2025 logged 13 listings raising over $2.5b, Deloitte said.

Singapore’s stock market may host more than 20 initial public offerings (IPO) this year, a rebound that would mark a decisive pickup in deal activity as regulatory reforms and state-backed funding begin to lift the bourse.

The higher tally would build on 2025’s modest pipeline, with bankers citing a lower profit threshold and the Monetary Authority of Singapore’s (MAS) equity market development programme as key drivers in attracting more established and growth-oriented companies.

“The base expectation is many more IPOs compared with this year,” Jason Saw, group head of investment banking at CGS International Securities Pte. Ltd., told Singapore Business Review by telephone.

Recent Singapore Exchange Ltd. (SGX) reforms have made the market more attractive. The mainboard profit requirement was lowered to $10 million from $30 million, widening access for smaller but profitable firms.

Separately, MAS has allotted billions of dollars to fund managers tasked with participating in new listings and supporting liquidity.

Together, the measures aim to deepen the capital pool, improve aftermarket trading, and position Singapore as a more competitive venue for regional listings.

“Over the next two years, Singapore is likely to see a broader pipeline of quality listings, deeper liquidity, and greater sectoral diversity,” Stephen Bates, a partner and head of deal advisory at KPMG Services Pte. Ltd. in Singapore, said in an emailed reply to questions.

Investor confidence, particularly among institutional players, is also improving. More companies are considering listing locally, highlighting the SGX’s growing appeal, he said.

Singapore had 13 IPOs in 2025 that raised more than $2.5b (US$2b), according to Deloitte & Touche LLP.

Retail money is flowing back to the city because investors think the market will go up, said Saw, who’s been tracking investor activity in the city-state for the past decade.

“In the past, when investors bought something on SGX, even though it was undervalued, they were not sure if they could make a gain in only three or five years,” he said. “Today, there's a lot more confidence.”

New listings are likely to come from sectors with strong credit records, such as real estate investment trusts (REIT) and business trusts, as well as small and medium enterprises seeking public capital, he added.

The move by Singapore’s central bank to allocate $3.95b to nine fund managers in July and December 2025 is expected to further stimulate IPO activity. These fund managers must participate in listings and provide additional capital, increasing market depth.

“By offering greater flexibility and speed through a shorter time-to-market and reduced compliance burdens, Singapore can become more competitive for high-growth sectors such as tech, biotech, and sustainability-focused firms,” Bates said.

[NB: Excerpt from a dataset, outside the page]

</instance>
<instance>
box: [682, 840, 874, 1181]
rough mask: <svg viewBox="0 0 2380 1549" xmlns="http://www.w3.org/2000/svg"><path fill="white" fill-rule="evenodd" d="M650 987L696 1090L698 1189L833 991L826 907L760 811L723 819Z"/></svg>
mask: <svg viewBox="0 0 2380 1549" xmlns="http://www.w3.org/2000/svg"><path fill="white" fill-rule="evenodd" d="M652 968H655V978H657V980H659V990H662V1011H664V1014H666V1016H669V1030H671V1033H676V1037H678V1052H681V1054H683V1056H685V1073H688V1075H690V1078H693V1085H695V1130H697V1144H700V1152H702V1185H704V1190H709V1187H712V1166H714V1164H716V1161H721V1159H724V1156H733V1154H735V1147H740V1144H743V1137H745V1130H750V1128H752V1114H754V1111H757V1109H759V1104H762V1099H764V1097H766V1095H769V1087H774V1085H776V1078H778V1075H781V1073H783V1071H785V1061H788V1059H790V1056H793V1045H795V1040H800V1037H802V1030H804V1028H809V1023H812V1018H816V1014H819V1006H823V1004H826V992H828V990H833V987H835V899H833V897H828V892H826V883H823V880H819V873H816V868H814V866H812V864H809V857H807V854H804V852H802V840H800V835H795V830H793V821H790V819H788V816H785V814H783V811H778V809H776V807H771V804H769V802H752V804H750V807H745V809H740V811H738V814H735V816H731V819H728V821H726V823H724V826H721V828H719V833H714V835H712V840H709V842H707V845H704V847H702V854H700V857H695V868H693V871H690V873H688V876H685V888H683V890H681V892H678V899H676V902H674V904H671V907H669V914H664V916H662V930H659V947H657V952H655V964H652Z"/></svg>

The changes could shift regional listing dynamics. Before, companies that met SGX’s $30m profit rule often considered Hong Kong or NASDAQ listings to tap larger investor pools.

Now, Singapore may retain more domestic and regional issuers, supporting both market depth and sector diversification.

Recent tech-related IPOs signal the shift is under way, with the potential to expand beyond traditional REIT and finance listings, Bates said.